We reached out to Joylister co-founder Melissa Chien to get some of our own questions answered but she emailed back failing to address most of them and simply re-worded the response posted to Facebook.
What we do know is that, in the words of attendee Meesha Tanna, the place was "a total zoo." Frank Lemire said when he got there at 7:45pm "the line was stretched around the block onto King like it was a TIFF premiere." While vendors did their best to keep up with demand, their enthusiasm couldn't overcome the logistical challenges, line cutters and general feeling of disgruntled-ness that permeated the event.
Vendors like Gorilla Cheese were informed that 2,250 tickets had been sold to the event and were paid by Joylister to prepare 560 full sandwiches each (although some vendors offered two kinds). Most sandwiches were gone by 9pm and at least half of the four soup vendors sold out before 8pm. Beer lines were shorter but the samples provided were "tiny" and "warm" according to Tran.
Because of the electrical issues, Gorilla Cheese had to run platters of sandwiches from their truck parked outside where staff prepped. Cheesewerks tweeted they'd offer a free sandwich at their restaurant today to anyone who came in with a Grilled Cheese Fest ticket.

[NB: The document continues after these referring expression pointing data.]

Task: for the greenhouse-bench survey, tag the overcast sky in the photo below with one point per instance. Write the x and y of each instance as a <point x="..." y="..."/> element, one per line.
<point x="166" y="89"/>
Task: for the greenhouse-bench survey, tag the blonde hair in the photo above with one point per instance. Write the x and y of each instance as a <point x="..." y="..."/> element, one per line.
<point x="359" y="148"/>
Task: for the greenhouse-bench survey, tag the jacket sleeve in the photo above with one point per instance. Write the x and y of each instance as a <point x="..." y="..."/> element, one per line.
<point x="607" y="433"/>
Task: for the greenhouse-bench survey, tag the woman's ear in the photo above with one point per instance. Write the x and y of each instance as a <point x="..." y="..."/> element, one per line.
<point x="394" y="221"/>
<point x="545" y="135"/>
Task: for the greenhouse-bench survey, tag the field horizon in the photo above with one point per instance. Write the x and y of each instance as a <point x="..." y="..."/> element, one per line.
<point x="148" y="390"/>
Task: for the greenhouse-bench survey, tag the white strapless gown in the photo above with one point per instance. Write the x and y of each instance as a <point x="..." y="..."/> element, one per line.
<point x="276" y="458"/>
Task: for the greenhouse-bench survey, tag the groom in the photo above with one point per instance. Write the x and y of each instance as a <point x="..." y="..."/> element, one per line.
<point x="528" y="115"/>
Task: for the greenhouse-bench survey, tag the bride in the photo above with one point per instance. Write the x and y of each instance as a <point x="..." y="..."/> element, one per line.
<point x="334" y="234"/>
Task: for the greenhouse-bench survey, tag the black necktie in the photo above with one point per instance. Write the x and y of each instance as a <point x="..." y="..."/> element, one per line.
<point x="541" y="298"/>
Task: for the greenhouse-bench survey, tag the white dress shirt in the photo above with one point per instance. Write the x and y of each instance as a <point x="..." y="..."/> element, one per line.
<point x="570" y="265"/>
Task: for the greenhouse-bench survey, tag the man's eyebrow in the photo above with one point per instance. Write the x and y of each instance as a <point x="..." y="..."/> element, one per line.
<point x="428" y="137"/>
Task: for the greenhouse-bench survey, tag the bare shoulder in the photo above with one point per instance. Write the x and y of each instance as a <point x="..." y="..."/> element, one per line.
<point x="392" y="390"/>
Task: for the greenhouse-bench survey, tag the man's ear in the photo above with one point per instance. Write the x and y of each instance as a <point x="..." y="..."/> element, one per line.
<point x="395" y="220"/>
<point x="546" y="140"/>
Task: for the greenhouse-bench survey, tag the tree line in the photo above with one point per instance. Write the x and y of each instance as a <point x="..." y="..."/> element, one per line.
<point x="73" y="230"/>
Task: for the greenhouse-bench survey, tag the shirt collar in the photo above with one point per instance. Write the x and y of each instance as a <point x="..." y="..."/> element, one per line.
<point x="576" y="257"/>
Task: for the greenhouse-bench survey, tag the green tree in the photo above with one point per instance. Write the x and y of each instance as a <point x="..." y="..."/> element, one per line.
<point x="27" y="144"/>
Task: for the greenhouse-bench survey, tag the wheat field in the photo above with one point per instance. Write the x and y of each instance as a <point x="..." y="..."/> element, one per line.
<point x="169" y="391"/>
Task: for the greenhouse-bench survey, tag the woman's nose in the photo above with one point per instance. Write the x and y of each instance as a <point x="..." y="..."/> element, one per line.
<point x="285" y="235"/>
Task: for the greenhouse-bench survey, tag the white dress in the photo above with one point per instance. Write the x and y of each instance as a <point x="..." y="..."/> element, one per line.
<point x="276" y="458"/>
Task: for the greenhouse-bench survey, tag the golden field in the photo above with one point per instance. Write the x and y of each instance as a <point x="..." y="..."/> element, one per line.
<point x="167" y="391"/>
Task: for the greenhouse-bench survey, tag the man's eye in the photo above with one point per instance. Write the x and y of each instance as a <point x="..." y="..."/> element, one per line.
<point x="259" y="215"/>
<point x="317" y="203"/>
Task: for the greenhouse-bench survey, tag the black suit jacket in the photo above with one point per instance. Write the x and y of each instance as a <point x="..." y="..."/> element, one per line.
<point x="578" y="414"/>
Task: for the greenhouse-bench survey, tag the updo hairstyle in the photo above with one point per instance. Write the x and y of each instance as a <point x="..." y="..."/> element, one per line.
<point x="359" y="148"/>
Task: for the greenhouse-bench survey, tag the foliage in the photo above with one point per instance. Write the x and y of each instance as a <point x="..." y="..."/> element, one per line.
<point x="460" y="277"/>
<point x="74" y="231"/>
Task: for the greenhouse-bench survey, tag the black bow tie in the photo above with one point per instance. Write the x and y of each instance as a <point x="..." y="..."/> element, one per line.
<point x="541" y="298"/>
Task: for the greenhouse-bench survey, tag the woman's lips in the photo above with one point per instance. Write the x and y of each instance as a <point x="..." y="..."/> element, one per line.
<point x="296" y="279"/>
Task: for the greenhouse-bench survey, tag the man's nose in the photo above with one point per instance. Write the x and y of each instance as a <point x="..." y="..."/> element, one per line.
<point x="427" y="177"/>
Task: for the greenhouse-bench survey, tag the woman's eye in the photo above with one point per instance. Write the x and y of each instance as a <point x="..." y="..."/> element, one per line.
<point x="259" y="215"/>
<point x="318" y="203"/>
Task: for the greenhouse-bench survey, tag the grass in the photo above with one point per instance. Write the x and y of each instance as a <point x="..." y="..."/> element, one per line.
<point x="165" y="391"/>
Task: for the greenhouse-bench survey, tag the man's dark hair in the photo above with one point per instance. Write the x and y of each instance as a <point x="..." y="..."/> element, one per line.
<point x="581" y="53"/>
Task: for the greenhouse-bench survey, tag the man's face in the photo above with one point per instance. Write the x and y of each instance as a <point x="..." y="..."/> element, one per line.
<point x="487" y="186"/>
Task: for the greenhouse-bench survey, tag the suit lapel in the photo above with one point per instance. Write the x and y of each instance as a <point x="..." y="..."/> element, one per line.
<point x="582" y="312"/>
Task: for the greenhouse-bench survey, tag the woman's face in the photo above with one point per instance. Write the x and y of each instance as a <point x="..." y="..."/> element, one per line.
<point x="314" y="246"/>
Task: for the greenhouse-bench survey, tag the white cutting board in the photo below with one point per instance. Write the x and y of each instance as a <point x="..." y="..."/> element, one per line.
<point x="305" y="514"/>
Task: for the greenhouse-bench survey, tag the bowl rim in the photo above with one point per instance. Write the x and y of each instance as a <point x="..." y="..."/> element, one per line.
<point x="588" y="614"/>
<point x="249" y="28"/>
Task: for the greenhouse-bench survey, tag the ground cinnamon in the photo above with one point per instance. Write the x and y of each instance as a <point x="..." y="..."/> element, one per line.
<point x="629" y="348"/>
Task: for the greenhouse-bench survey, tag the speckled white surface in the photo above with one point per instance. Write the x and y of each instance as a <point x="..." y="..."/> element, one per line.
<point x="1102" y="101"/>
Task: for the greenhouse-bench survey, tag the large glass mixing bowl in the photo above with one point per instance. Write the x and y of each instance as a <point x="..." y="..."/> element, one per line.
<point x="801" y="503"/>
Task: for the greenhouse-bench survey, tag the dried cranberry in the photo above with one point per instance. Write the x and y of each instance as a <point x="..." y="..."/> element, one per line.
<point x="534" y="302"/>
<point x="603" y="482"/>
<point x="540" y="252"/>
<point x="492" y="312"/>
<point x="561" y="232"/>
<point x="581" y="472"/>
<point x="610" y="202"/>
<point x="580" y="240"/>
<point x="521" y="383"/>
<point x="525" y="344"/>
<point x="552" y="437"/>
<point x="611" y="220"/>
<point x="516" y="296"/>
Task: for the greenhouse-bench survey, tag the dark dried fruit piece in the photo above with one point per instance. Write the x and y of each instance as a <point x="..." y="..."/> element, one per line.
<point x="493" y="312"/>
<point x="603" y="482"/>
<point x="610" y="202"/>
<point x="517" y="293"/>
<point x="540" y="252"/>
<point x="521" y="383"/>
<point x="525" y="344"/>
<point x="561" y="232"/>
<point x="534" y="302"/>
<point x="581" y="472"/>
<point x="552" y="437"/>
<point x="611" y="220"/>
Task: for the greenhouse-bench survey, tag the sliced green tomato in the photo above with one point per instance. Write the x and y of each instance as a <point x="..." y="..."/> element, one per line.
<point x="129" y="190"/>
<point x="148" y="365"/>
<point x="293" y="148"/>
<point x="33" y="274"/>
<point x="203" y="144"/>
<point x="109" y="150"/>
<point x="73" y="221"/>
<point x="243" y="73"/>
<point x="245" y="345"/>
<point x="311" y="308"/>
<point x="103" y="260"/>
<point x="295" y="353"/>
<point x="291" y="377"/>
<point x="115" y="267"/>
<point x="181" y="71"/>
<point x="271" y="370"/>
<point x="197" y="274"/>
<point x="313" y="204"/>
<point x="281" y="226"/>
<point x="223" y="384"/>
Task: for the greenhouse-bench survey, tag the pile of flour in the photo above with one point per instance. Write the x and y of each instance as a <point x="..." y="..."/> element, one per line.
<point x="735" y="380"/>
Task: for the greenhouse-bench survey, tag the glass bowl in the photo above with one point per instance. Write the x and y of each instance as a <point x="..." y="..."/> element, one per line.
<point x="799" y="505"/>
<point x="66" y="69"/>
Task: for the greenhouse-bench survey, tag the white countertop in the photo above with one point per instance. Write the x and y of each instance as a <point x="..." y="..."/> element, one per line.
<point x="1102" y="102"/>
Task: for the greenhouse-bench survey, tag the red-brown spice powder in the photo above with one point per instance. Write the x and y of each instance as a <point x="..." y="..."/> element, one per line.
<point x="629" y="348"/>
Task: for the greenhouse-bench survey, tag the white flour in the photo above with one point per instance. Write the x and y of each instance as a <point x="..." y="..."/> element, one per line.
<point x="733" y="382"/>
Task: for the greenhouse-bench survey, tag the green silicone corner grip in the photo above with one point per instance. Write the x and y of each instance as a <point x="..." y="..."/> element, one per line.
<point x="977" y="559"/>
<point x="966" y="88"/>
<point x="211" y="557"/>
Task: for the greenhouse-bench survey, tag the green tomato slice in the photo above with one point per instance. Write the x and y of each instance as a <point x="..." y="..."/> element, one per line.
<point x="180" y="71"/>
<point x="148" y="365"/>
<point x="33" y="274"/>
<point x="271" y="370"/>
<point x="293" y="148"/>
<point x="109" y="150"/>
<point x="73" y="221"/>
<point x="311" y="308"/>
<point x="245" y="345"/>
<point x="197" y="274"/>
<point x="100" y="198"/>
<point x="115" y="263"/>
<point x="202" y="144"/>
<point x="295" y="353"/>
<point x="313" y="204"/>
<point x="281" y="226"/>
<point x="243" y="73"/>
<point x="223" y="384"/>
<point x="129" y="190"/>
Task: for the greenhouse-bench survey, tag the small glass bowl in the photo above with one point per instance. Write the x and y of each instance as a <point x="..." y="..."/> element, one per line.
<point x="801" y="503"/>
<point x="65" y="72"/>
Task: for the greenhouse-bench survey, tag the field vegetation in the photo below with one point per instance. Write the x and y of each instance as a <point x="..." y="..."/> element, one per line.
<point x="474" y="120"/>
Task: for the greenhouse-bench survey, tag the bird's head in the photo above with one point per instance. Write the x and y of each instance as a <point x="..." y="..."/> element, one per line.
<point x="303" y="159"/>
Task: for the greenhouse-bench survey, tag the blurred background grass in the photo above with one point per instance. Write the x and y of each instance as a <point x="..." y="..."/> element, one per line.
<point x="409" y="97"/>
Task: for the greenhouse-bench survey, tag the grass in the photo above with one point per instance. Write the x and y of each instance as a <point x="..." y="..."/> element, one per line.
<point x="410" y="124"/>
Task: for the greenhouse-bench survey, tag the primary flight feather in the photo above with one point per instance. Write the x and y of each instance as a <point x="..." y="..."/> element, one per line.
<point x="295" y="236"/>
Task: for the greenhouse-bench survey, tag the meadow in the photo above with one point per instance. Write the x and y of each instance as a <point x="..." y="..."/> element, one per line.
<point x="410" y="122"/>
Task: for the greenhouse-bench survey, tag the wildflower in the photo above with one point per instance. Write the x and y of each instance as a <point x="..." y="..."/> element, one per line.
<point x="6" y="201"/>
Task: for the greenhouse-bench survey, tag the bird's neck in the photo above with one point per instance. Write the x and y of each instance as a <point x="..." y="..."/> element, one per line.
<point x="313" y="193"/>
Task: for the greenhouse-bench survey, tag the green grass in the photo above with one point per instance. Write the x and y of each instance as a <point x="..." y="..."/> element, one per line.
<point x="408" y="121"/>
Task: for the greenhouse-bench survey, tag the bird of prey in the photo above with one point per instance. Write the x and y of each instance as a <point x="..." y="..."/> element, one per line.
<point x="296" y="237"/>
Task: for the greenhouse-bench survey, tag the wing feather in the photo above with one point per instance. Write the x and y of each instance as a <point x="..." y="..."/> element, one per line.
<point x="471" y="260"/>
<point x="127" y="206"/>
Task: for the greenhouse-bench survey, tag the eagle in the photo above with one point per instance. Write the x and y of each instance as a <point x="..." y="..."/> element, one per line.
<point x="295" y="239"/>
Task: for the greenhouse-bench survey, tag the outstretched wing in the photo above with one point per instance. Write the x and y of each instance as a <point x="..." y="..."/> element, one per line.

Hila Sharif finally got into the event after a 40 minute wait (did we mention it was freezing outside?). In Sharif's words "coat check was full and lines were so long I didn't know what I was waiting in line for. About 45 minutes into waiting in line, the only grilled cheese sandwiches I saw were in the hands of volunteers wearing Joylister shirts. At the end of a 50 minute line I got about a quarter of a sandwich and gave up. No management or anyone accountable to be found, despite requests and a long wait."